The authors consider surfaces \(S\) of constant mean curvature (CMC surfaces) that are surfaces of revolution in \(S^3\). They come in three classes: (1) round spheres, (2) tori with two distinct axis of revolution, the flat CMC tori, (3) tori with only one axis of revolution, the non-flat CMC tori. The author obtains some information on the index of such surfaces. Here the index of \(S\), Ind\((S)\), is the number of negative eigenvalues of the Jacobi operator \(\mathcal I\) acting on \(C^\infty\) functions from \(S\) to \(\mathbb R\). This is the strong index. In constrast to it, the weak index is obtained when we consider \(\mathcal I\) acting on real functions whose integral on \(S\) vanishes. It is well known that they differ at most by one. The nullity of \(S\) is the multiplicity of the zero eigenvalue of \(\mathcal I\).
Before describing the main results of this paper, we still need a definition. For a non-flat torus of revolution, taking a geodesic hemisphere whose boundary is the axis of revolution, the hemisphere interset \(S\) along a curve with an equal finite number of points of maximal and minimal distance from the axis, which are called bulges and necks, respectively.
The authors prove the following.
Theorem. Let \(S\) be a closed CMC \(H\) surface of revolution in \(S^3\).
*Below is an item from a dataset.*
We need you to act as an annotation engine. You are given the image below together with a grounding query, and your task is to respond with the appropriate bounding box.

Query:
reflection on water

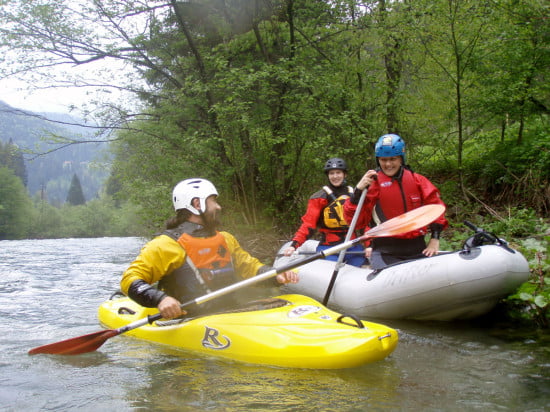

Then either:

1)

\(S\) is a round sphere with index 1 and nullity 3, or

2)

\(S\) is a flat torus with index \(3+2b\) and nullity 4 or 6, or (here \(b\) is the greatest integer less than \(\sqrt{1+e^{2\text{arc sinh}|H|}}\)

3)

\(S\) is a non-flat torus with \(k\) bulges and \(k\) necks and has index at least max\((5,2k+1)\) and nullity at least 5.

A key ingredient fro the proof of part (3) is an application of Courant’s nodal theorem.